My season of goodwill invariably begins with the first perky chords in Tchaikovsky’s deliciously enticing miniature overture. It never fails to stimulate those achingly fleeting bristles at the back of my neck and that all-too-brief legacy of warmth spreading down the spine.
Whilst I have seen countless productions of The Nutcracker, with still more to be added, this season, it is this glorious and venerable interpretation by Sir Peter Wright that remains always the one to which all others must bear comparison. This opening night of a new run, which will contain many debuts and, alas, perhaps a farewell or two, also served as a celebration of Sir Peter’s 90th birthday (occurring two days’ later) with a flower throw and an onstage, post-curtain call presentation.
The Royal Opera House gave Sir Peter a splendidly ornate cake and a medallion; The Royal Ballet presented him with a truly memorable performance of one of his best-loved and longest-lived ballets. Created in 1984 and enjoying the sumptuous, timeless designs of Julia Trevelyan Oman, the inherent sparkle and glamour of it all remains as warming as a mug of fine mulled wine, sipped by candlelight in front of a roaring log fire.
Wright’s production is regularly refreshed.

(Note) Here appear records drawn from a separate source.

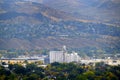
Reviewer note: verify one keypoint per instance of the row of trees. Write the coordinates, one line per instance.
(60, 71)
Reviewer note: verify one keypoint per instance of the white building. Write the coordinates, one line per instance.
(56, 56)
(63, 56)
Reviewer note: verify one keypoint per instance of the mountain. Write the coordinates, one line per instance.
(33, 24)
(105, 11)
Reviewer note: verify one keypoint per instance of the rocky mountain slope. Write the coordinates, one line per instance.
(105, 11)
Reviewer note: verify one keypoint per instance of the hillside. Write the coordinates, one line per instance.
(105, 11)
(30, 25)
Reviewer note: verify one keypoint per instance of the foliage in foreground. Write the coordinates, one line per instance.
(60, 71)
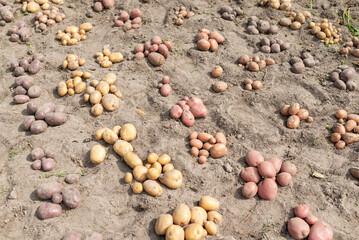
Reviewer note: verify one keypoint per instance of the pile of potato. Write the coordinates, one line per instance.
(48, 18)
(249, 84)
(181, 14)
(120, 138)
(346, 130)
(326, 32)
(107, 58)
(351, 47)
(295, 114)
(73, 34)
(164, 86)
(299, 64)
(284, 5)
(256, 26)
(25, 90)
(188, 109)
(157, 167)
(73, 85)
(69, 196)
(101, 4)
(295, 21)
(128, 21)
(343, 78)
(6, 12)
(204, 144)
(265, 173)
(304, 224)
(72, 62)
(19, 33)
(42, 116)
(42, 159)
(273, 45)
(254, 64)
(156, 50)
(199, 221)
(207, 40)
(229, 13)
(103, 94)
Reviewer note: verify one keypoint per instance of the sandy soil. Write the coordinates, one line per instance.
(250, 120)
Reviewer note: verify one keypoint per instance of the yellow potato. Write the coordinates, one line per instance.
(128, 132)
(174, 232)
(109, 136)
(140, 173)
(153, 188)
(164, 159)
(162, 223)
(209, 203)
(172, 179)
(97, 154)
(122, 147)
(181, 215)
(132, 159)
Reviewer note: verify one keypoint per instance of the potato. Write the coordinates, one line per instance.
(181, 215)
(254, 158)
(301, 211)
(218, 150)
(194, 231)
(153, 188)
(128, 132)
(266, 169)
(109, 136)
(38, 126)
(132, 159)
(48, 210)
(250, 174)
(137, 187)
(55, 118)
(249, 190)
(298, 228)
(174, 232)
(71, 197)
(47, 190)
(209, 203)
(267, 189)
(97, 154)
(172, 179)
(163, 222)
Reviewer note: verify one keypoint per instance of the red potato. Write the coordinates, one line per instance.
(320, 231)
(250, 174)
(266, 169)
(301, 211)
(298, 228)
(284, 179)
(267, 189)
(249, 190)
(49, 210)
(254, 158)
(187, 118)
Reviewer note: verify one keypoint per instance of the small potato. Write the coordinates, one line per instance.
(249, 190)
(97, 154)
(181, 215)
(152, 188)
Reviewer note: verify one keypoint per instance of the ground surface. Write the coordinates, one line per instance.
(250, 120)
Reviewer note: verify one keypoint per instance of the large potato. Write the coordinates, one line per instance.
(128, 132)
(163, 222)
(122, 147)
(181, 215)
(153, 188)
(132, 159)
(172, 179)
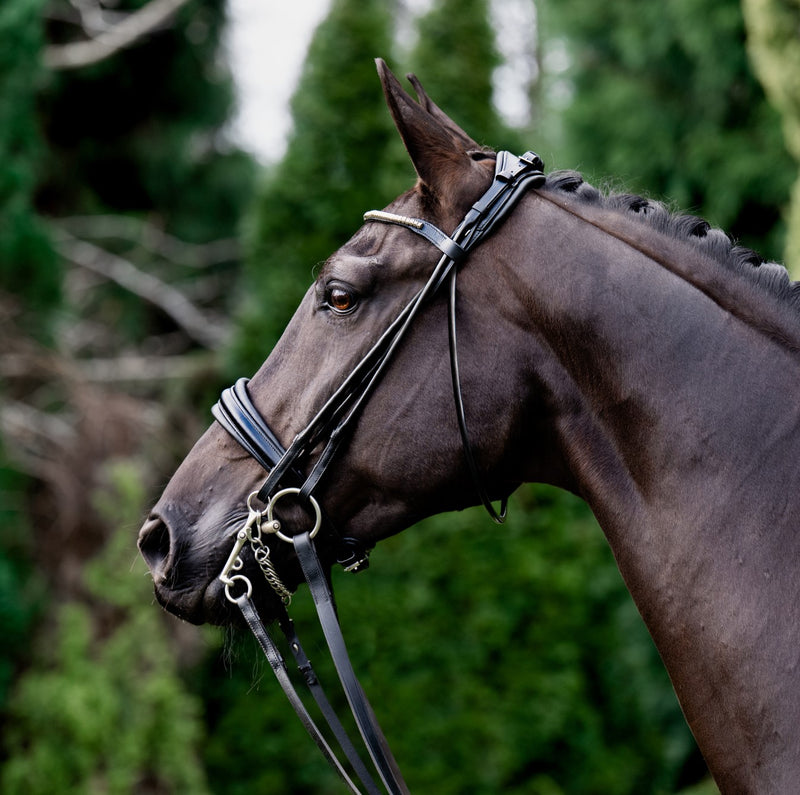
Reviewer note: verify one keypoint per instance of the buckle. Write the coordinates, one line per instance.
(352, 555)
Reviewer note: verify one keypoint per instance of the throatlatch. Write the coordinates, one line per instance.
(237, 414)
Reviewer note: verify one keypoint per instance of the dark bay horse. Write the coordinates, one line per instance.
(633, 357)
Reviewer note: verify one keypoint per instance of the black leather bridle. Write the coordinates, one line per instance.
(237, 414)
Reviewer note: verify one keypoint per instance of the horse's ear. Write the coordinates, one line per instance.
(438, 147)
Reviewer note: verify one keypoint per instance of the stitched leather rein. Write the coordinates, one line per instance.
(237, 414)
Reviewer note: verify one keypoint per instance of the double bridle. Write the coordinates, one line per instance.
(237, 414)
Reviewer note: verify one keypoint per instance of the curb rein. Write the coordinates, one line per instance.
(237, 414)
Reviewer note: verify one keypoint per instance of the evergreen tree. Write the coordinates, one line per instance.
(456, 56)
(336, 167)
(28, 267)
(774, 45)
(664, 102)
(102, 708)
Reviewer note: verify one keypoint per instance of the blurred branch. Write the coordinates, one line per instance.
(124, 273)
(124, 34)
(150, 237)
(129, 368)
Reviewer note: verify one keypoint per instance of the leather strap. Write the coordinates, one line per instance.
(278, 666)
(364, 716)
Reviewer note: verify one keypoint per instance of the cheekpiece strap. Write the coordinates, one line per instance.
(425, 229)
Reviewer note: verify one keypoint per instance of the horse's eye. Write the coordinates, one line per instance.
(340, 299)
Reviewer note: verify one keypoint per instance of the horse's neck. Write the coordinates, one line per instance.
(682, 431)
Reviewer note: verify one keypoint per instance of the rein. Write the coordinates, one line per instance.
(237, 414)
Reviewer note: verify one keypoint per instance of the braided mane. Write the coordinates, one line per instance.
(771, 276)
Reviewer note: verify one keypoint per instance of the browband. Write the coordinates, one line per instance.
(425, 229)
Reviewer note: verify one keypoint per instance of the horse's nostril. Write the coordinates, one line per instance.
(154, 544)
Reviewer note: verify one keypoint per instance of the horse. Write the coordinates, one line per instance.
(607, 346)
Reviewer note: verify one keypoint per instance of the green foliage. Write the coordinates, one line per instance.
(20, 588)
(102, 710)
(464, 76)
(665, 103)
(774, 46)
(333, 171)
(28, 266)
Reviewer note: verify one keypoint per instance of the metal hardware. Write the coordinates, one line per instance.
(277, 530)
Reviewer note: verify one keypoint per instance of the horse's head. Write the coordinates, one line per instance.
(402, 456)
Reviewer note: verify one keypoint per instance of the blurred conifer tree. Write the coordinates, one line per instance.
(335, 168)
(661, 99)
(28, 266)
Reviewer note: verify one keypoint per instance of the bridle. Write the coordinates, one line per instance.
(237, 414)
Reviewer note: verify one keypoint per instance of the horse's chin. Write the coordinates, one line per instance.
(206, 606)
(211, 606)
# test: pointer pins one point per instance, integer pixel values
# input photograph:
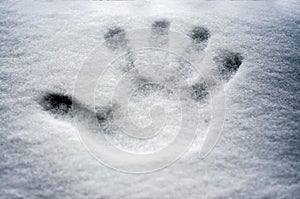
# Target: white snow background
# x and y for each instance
(43, 44)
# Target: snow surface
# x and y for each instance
(43, 44)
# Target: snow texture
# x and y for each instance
(43, 44)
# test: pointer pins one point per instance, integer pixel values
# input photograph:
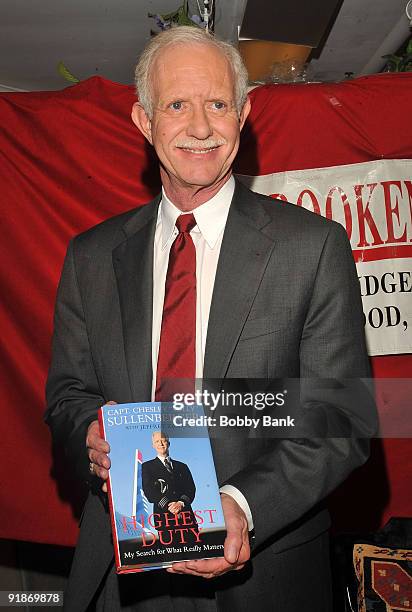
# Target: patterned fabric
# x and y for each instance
(385, 578)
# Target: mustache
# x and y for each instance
(192, 143)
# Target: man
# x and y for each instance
(168, 484)
(276, 296)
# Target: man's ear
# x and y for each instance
(142, 121)
(244, 112)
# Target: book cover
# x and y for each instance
(163, 493)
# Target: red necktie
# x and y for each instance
(177, 349)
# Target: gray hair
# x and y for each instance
(187, 35)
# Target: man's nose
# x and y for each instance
(199, 124)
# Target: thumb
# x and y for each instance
(233, 544)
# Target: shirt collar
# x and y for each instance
(210, 216)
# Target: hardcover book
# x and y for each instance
(163, 494)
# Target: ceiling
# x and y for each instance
(104, 37)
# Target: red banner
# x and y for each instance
(73, 158)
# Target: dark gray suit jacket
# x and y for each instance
(286, 303)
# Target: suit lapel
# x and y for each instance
(133, 267)
(244, 255)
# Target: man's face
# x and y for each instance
(195, 126)
(160, 444)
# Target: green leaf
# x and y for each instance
(66, 74)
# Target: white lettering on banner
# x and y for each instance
(373, 202)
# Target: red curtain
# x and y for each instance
(70, 159)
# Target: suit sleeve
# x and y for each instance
(294, 475)
(72, 391)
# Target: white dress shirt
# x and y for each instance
(207, 237)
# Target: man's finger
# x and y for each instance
(100, 459)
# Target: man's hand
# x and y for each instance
(175, 507)
(237, 549)
(97, 449)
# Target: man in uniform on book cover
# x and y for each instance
(168, 484)
(209, 280)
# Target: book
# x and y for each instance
(163, 493)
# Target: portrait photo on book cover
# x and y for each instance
(168, 484)
(163, 493)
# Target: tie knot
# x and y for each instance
(185, 223)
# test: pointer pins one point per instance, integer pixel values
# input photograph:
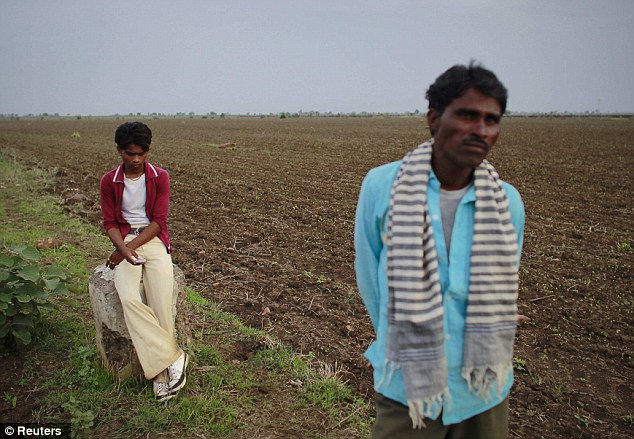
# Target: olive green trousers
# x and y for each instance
(393, 422)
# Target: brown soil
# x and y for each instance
(268, 223)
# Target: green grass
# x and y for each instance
(223, 396)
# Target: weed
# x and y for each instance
(11, 399)
(519, 364)
(81, 420)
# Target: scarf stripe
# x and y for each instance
(415, 340)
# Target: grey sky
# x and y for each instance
(239, 56)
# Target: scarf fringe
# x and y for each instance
(419, 409)
(480, 379)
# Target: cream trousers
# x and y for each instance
(151, 325)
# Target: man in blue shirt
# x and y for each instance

He has returned to it many times to snip and edit such that an informal annual game of “spot-the-difference” is always great fun. This year, I could see further subtle changes to the Mouse King’s battlefield, which has become much-altered since the original. And a revised Chinese Dance excises the larger part of its former capacity to offend. Gone are the silly Fu Manchu moustaches, the pointy hats and pointed fingers, the little parasols and absurd 19th-century racial stereotyping; and gone, too, are two of the Chinese men. The rotational, levered cartwheels are retained and were neatly performed by Marcelino Sambé and Luca Acri, wearing rather more subdued brocade costumes than hitherto.
Although Tchaikovsky allegedly detested the music he composed to the precise detail of Marius Petipa’s order, it is his highly descriptive score that has made The Nutcracker easily the world’s most popular ballet (certainly in terms of the quantum of performances). Here, the orchestra was taken along at quite a gallop by Boris Gruzin; the tempo too quick for me, in many places, but what wonderful melodies, at any speed!
One perennial boon is to see new generations of performers slip into roles seamlessly alongside veteran players of characters, honed to rounded perfection over many years. Gary Avis, Alastair Marriott, Christopher Saunders and Elizabeth McGorian have been performing in Wright’s production since the early 90s but their national dances of those days have been traded in for the key character roles. McGorian is elegance exemplified as Mrs Stahlbaum, the best Christmas party hostess, ever; ably supported by Saunders as her attentive husband. Marriott’s aged grandfather is – as ever – a comic delight.